Ces derniers mois, malgré les différentes vagues et les besoins supplémentaires qui ont émergé en matière de vaccination dans notre pays, avec plus de 35 millions de doses de rappel administrées en France, notre trajectoire de dons est restée cohérente avec l'engagement pris par la France. Ainsi, 120 millions de doses seront données d'ici à la fin du premier semestre 2022. La France, qui tient ses engagements en la matière, est aujourd'hui, avec plus de 80 millions de doses déjà cédées et 61 millions déjà livrées, le troisième plus gros donateur de doses de vaccin au monde, dans le cadre du dispositif COVAX, après les États-Unis et l'Allemagne. L'Union européenne, considérée dans son ensemble, se situe – de loin – à la première place, au niveau mondial, en matière d'exportation et de don de vaccins.

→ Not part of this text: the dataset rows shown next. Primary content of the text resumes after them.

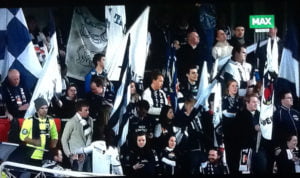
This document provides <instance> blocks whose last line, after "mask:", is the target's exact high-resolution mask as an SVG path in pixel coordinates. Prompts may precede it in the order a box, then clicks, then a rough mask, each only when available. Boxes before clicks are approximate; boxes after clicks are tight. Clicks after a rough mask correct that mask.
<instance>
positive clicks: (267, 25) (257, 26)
mask: <svg viewBox="0 0 300 178" xmlns="http://www.w3.org/2000/svg"><path fill="white" fill-rule="evenodd" d="M249 25H250V28H274V26H275V17H274V15H250V16H249Z"/></svg>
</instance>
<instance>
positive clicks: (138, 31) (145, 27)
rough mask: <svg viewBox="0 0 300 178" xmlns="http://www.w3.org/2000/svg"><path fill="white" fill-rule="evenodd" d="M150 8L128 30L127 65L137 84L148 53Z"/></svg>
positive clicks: (143, 11) (145, 63) (142, 69)
mask: <svg viewBox="0 0 300 178" xmlns="http://www.w3.org/2000/svg"><path fill="white" fill-rule="evenodd" d="M149 12H150V7H146V9H145V10H144V11H143V12H142V14H141V15H140V16H139V18H138V19H137V20H136V21H135V22H134V24H133V25H132V26H131V28H130V29H129V30H128V33H130V47H129V65H130V66H131V70H132V71H133V72H134V76H133V78H132V79H133V80H134V81H135V82H139V80H140V79H143V78H144V72H145V65H146V58H147V52H148V19H149Z"/></svg>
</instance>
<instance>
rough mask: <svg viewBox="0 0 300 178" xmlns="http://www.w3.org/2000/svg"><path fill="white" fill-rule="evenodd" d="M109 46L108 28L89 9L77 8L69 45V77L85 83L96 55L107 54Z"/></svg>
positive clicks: (67, 56)
mask: <svg viewBox="0 0 300 178" xmlns="http://www.w3.org/2000/svg"><path fill="white" fill-rule="evenodd" d="M106 46H107V36H106V26H105V23H104V22H101V21H99V20H98V19H96V18H95V17H93V16H92V14H91V13H90V12H89V10H88V9H87V8H75V9H74V12H73V17H72V23H71V30H70V35H69V39H68V44H67V54H66V65H67V67H68V72H67V76H68V77H71V78H75V79H77V80H81V81H84V80H85V75H86V74H87V73H88V72H90V70H91V69H92V68H94V65H93V63H92V59H93V57H94V55H95V54H96V53H100V52H103V53H105V50H106Z"/></svg>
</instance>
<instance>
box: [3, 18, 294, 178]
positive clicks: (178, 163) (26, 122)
mask: <svg viewBox="0 0 300 178" xmlns="http://www.w3.org/2000/svg"><path fill="white" fill-rule="evenodd" d="M183 25H185V26H186V25H187V24H186V23H183ZM182 30H183V31H184V35H185V36H186V38H184V37H183V38H182V39H181V38H180V39H175V37H174V39H175V40H174V41H173V43H172V44H173V45H172V46H173V47H174V48H175V50H176V57H177V62H176V68H177V69H178V76H177V78H178V82H177V84H176V97H175V100H176V102H171V99H170V98H171V95H170V92H169V91H170V89H169V88H168V89H167V90H165V88H167V87H168V86H166V84H165V83H164V82H165V79H166V78H167V76H166V75H164V74H163V72H162V70H161V69H160V70H154V69H153V70H151V77H150V84H146V86H145V89H143V88H141V87H138V83H136V82H134V81H132V82H131V83H130V92H131V100H130V104H129V105H128V106H127V108H126V112H125V114H124V115H123V116H122V122H128V130H126V129H125V128H124V129H123V132H128V133H127V134H126V135H127V137H126V139H125V141H123V142H122V143H121V144H120V140H121V137H122V136H121V135H120V133H118V132H116V133H115V132H113V131H112V128H111V127H109V125H108V122H109V119H110V114H111V111H112V108H113V104H114V100H115V97H116V88H115V87H114V84H113V82H111V81H110V80H109V79H108V78H107V73H106V70H105V54H102V53H97V54H95V55H94V57H93V64H94V69H92V70H91V72H89V73H88V74H87V76H86V77H85V88H84V91H85V94H84V96H78V95H77V91H78V86H77V85H76V84H74V83H68V82H67V83H66V90H65V92H64V94H63V95H61V96H54V97H53V99H52V101H51V103H49V104H48V103H47V102H46V101H45V99H43V98H37V99H36V100H35V101H34V104H35V108H36V113H35V114H34V115H33V116H31V117H29V118H25V120H24V122H23V124H22V126H21V127H19V123H18V118H23V117H24V114H25V112H26V110H27V109H28V105H29V102H30V99H31V93H30V92H29V91H28V90H27V89H26V88H25V87H24V86H23V83H24V82H26V81H20V72H19V71H18V70H16V69H10V70H9V72H8V77H7V80H5V82H4V83H2V84H1V88H0V89H1V90H0V92H1V93H0V96H1V97H0V111H1V113H0V115H3V116H6V117H7V118H8V119H10V120H11V130H10V132H9V142H14V143H19V144H23V145H24V144H26V146H25V147H22V148H24V149H23V150H24V153H26V154H24V157H25V158H26V159H24V160H23V161H24V163H26V164H31V165H36V166H43V167H56V168H57V169H59V170H62V169H63V168H69V169H72V170H77V171H87V172H100V173H114V174H125V175H133V176H143V175H184V174H189V175H200V174H242V173H245V174H248V173H251V174H268V173H269V174H271V173H296V172H300V165H299V164H300V163H299V156H300V155H299V151H298V146H299V144H298V140H297V139H298V137H299V132H300V120H299V116H300V115H299V111H297V110H296V109H295V108H293V98H295V96H293V95H292V93H291V91H289V90H286V91H284V90H282V91H280V92H279V94H278V96H275V97H276V98H277V101H278V102H277V103H276V105H275V106H274V107H275V112H274V115H273V119H272V123H273V129H272V139H271V140H268V139H265V138H264V137H263V136H262V131H261V128H260V123H259V122H260V120H259V116H260V100H261V97H262V91H261V83H262V78H263V74H264V72H263V71H262V70H263V69H264V67H263V65H264V64H265V63H266V62H265V61H266V60H267V57H266V56H267V55H271V57H274V56H272V54H273V52H272V51H274V50H276V51H277V54H280V51H281V48H282V45H281V43H280V40H279V38H278V37H277V36H276V32H277V29H276V27H275V28H272V29H270V32H269V37H268V39H269V42H268V44H267V45H266V46H267V47H266V49H265V48H263V50H261V51H262V54H261V56H263V57H261V58H260V59H261V60H260V61H259V62H257V61H256V59H255V61H254V59H251V56H250V57H249V56H248V55H247V51H246V46H247V45H249V44H247V41H245V39H244V33H245V28H244V27H243V26H241V25H237V26H236V27H235V28H234V30H233V34H234V35H233V36H232V37H231V39H230V41H227V39H228V38H227V36H226V29H221V28H220V29H217V30H216V43H215V45H214V46H213V48H212V50H211V56H212V57H213V59H214V61H216V60H217V59H221V58H223V57H226V56H230V55H232V56H231V58H230V60H229V61H228V62H226V63H225V64H224V65H223V67H219V68H218V67H217V71H212V70H209V72H210V73H213V72H217V73H218V74H219V75H218V80H219V81H220V82H221V84H222V119H221V121H220V123H219V124H218V125H217V126H216V125H214V122H213V118H214V114H215V112H216V111H214V107H213V106H214V94H211V95H210V97H209V98H208V100H209V107H208V108H206V107H204V106H201V105H200V106H196V105H195V104H196V101H197V97H198V96H197V95H198V90H199V79H200V77H201V76H200V75H199V74H198V73H199V71H201V70H202V67H203V65H204V64H205V63H204V61H205V60H204V59H203V58H202V57H203V53H202V52H203V51H202V50H201V46H200V37H199V35H198V32H197V29H196V28H182ZM183 31H180V32H181V33H182V32H183ZM181 33H180V34H181ZM38 34H39V33H35V34H33V35H34V36H36V38H33V40H37V39H39V38H38V36H37V35H38ZM174 36H175V35H174ZM178 36H179V35H178ZM181 36H182V35H181ZM39 43H41V41H40V42H38V44H39ZM153 45H159V44H153ZM153 49H154V48H153ZM153 54H155V55H157V52H156V51H153ZM278 56H279V55H277V56H275V57H277V58H276V59H275V60H279V59H280V57H278ZM268 57H269V56H268ZM40 59H41V62H42V58H40ZM257 71H258V72H257ZM174 103H176V104H174ZM53 117H55V118H66V119H67V122H66V123H64V122H62V123H63V124H62V129H61V131H60V132H58V130H57V128H56V124H55V123H54V120H53ZM45 150H48V151H45ZM49 150H50V151H49ZM99 150H100V151H99ZM108 158H109V159H108ZM97 160H99V162H101V161H102V162H101V164H100V163H99V162H97ZM103 160H105V161H103ZM62 167H63V168H62Z"/></svg>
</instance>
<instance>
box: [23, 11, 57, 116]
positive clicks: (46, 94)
mask: <svg viewBox="0 0 300 178" xmlns="http://www.w3.org/2000/svg"><path fill="white" fill-rule="evenodd" d="M50 15H51V14H50ZM50 20H53V18H51V17H50ZM50 25H53V27H52V28H51V30H52V31H50V49H49V53H48V54H47V56H46V58H45V61H46V62H45V64H44V66H43V69H42V74H41V76H40V78H39V80H38V82H37V85H36V87H35V89H34V92H33V95H32V98H31V100H30V105H29V108H28V109H27V111H26V114H25V117H24V118H28V117H30V116H32V115H33V114H34V113H35V107H34V100H35V99H36V98H38V97H43V98H44V99H45V100H46V101H47V102H48V104H49V103H50V101H51V99H52V97H53V96H54V95H55V93H61V91H62V78H61V73H60V67H59V64H58V61H57V57H58V45H57V38H56V32H55V31H54V30H55V27H54V21H52V22H50Z"/></svg>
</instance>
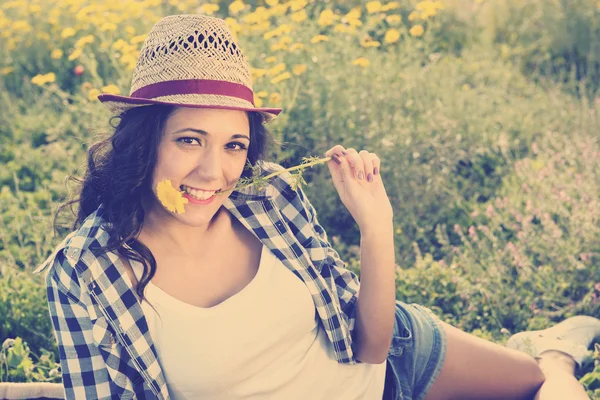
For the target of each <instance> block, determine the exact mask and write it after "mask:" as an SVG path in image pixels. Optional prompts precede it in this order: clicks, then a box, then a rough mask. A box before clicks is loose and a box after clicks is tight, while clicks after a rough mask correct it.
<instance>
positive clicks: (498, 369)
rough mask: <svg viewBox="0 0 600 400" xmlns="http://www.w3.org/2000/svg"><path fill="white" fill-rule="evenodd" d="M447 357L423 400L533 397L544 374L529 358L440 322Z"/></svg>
mask: <svg viewBox="0 0 600 400" xmlns="http://www.w3.org/2000/svg"><path fill="white" fill-rule="evenodd" d="M442 326H443V327H444V331H445V332H446V337H447V338H448V347H447V350H446V360H445V362H444V365H443V366H442V370H441V371H440V374H439V376H438V377H437V379H436V381H435V382H434V384H433V386H432V388H431V390H430V391H429V393H428V394H427V396H426V400H438V399H444V400H450V399H457V400H458V399H460V400H467V399H480V400H481V399H498V400H509V399H523V400H525V399H527V400H531V399H533V398H534V396H535V394H536V392H537V391H538V389H539V388H540V387H541V386H542V383H544V379H545V378H544V373H543V372H542V370H541V368H540V366H539V365H538V363H537V362H536V361H535V359H533V358H532V357H530V356H528V355H527V354H524V353H522V352H520V351H517V350H514V349H509V348H506V347H503V346H501V345H499V344H496V343H492V342H489V341H487V340H484V339H481V338H478V337H476V336H473V335H471V334H468V333H466V332H463V331H461V330H460V329H457V328H455V327H453V326H451V325H448V324H446V323H444V322H442Z"/></svg>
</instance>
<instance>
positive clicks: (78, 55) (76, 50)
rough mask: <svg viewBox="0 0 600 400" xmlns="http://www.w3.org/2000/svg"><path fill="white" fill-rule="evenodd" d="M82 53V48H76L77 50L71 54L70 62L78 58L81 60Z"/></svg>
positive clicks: (75, 59) (79, 47)
mask: <svg viewBox="0 0 600 400" xmlns="http://www.w3.org/2000/svg"><path fill="white" fill-rule="evenodd" d="M81 53H83V50H82V49H81V47H76V48H75V50H73V52H72V53H71V54H69V57H68V59H69V61H73V60H76V59H77V58H79V56H81Z"/></svg>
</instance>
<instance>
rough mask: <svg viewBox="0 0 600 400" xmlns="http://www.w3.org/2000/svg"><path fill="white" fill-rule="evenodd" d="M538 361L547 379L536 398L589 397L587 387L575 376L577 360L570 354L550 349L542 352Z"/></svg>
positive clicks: (544, 382)
mask: <svg viewBox="0 0 600 400" xmlns="http://www.w3.org/2000/svg"><path fill="white" fill-rule="evenodd" d="M538 363H539V365H540V368H541V369H542V371H543V372H544V375H546V380H545V381H544V384H543V385H542V387H541V388H540V390H539V391H538V393H537V395H536V396H535V400H553V399H555V400H562V399H571V400H588V399H589V396H588V395H587V393H586V392H585V389H584V388H583V386H581V384H579V381H578V380H577V378H575V361H574V360H573V359H572V358H571V357H570V356H568V355H566V354H564V353H561V352H558V351H552V350H549V351H545V352H543V353H542V354H540V357H539V360H538Z"/></svg>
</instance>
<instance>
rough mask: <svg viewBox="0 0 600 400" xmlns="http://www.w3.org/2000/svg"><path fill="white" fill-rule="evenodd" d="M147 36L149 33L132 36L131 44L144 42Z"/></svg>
mask: <svg viewBox="0 0 600 400" xmlns="http://www.w3.org/2000/svg"><path fill="white" fill-rule="evenodd" d="M147 36H148V35H137V36H134V37H132V38H131V40H130V41H129V42H130V43H131V44H138V43H144V40H146V37H147Z"/></svg>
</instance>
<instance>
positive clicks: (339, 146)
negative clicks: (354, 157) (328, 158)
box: [325, 144, 346, 157]
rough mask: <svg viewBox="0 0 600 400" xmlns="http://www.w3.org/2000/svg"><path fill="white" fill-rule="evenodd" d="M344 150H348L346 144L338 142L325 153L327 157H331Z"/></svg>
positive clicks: (339, 153)
mask: <svg viewBox="0 0 600 400" xmlns="http://www.w3.org/2000/svg"><path fill="white" fill-rule="evenodd" d="M344 150H346V149H345V148H344V146H342V145H341V144H337V145H335V146H333V147H332V148H331V149H329V150H327V152H326V153H325V157H331V156H332V155H334V154H339V155H341V154H342V152H343V151H344Z"/></svg>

Nous soutenons plusieurs projets pilotes. Vous l'avez rappelé, il est essentiel – avant même d'aborder la question de la propriété intellectuelle – de soutenir les capacités de production locale. L'Union européenne a ainsi débloqué, dès l'an dernier, 1 milliard d'euros au total, progressivement versés pour créer trois, puis six hubs de production de vaccins sur le continent africain, une mesure confirmée lors du sommet Union africaine-Union européenne qui s'est tenue la semaine dernière.

Bien sûr, au fil du temps – et ce temps est venu, après les différentes phases que j'ai décrites –, il fallait que la question de la propriété intellectuelle, même si elle n'est pas le seul ni le principal facteur, soit prise en considération s'agissant de l'accès aux vaccins et que la notion de bien public mondial soit au centre de notre stratégie, nous l'avons toujours dit. Je ne répéterai pas l'ensemble des propos qui ont été tenus ici à ce sujet. Je les résumerai ainsi : jamais la propriété intellectuelle ne doit constituer un obstacle effectif à l'accès aux doses de vaccin. C'est tout à fait juste, nous défendons depuis le départ ce point de vue. Cependant, il est essentiel de ne pas se concentrer sur cette seule question : c'est d'ailleurs pourquoi j'ai insisté sur les premières actions que nous avons menées : l'exportation et le soutien à la production locale.

À propos de la discussion, lancée au sein de l'OMS et de l'OMC, sur la propriété intellectuelle, la situation devrait se débloquer dans les prochaines semaines. Je voudrais à ce sujet souligner très précisément que nous soutenons les licences volontaires et les licences obligatoires. D'un point de vue pratique, elles représentent certainement le mécanisme le plus efficace pour assurer le partage de la propriété intellectuelle. Il faut donc faciliter leur utilisation.

Vous le savez, la réunion ministérielle de l'OMC prévue en décembre 2021 a dû être reportée en raison de la pandémie elle-même mais je crois que les discussions qui se poursuivent actuellement à Genève sont mieux engagées – à la suite notamment du sommet entre l'Union africaine et l'Union européenne déjà cité – et aboutiront rapidement.

Je veux à présent insister sur l'importance de la dimension européenne s'agissant de chacune des actions que j'ai décrites. C'est en agissant ensemble que nous avons empêché les interdictions d'exportation sur notre continent. C'est en agissant ensemble que nous avons renforcé nos capacités de production et donc d'exportation et de don. C'est en agissant ensemble que nous avons financé les premières solutions de production locale en Afrique, qui aujourd'hui avancent bien. C'est en agissant ensemble, enfin, que nous trouverons une solution efficace concernant la question de la propriété intellectuelle.

Sur ce sujet, il faut, une nouvelle fois, assumer un équilibre – nous le revendiquons : oui, la propriété intellectuelle est nécessaire, car sans elle l'innovation n'aurait pas été possible, mais elle ne saurait constituer aujourd'hui un obstacle à la vaccination, laquelle est nécessaire à la fois dans l'intérêt sanitaire du monde entier et en raison de notre devoir impératif de solidarité.

Tous ces éléments conduisent le Gouvernement à être évidemment favorable à votre proposition de résolution.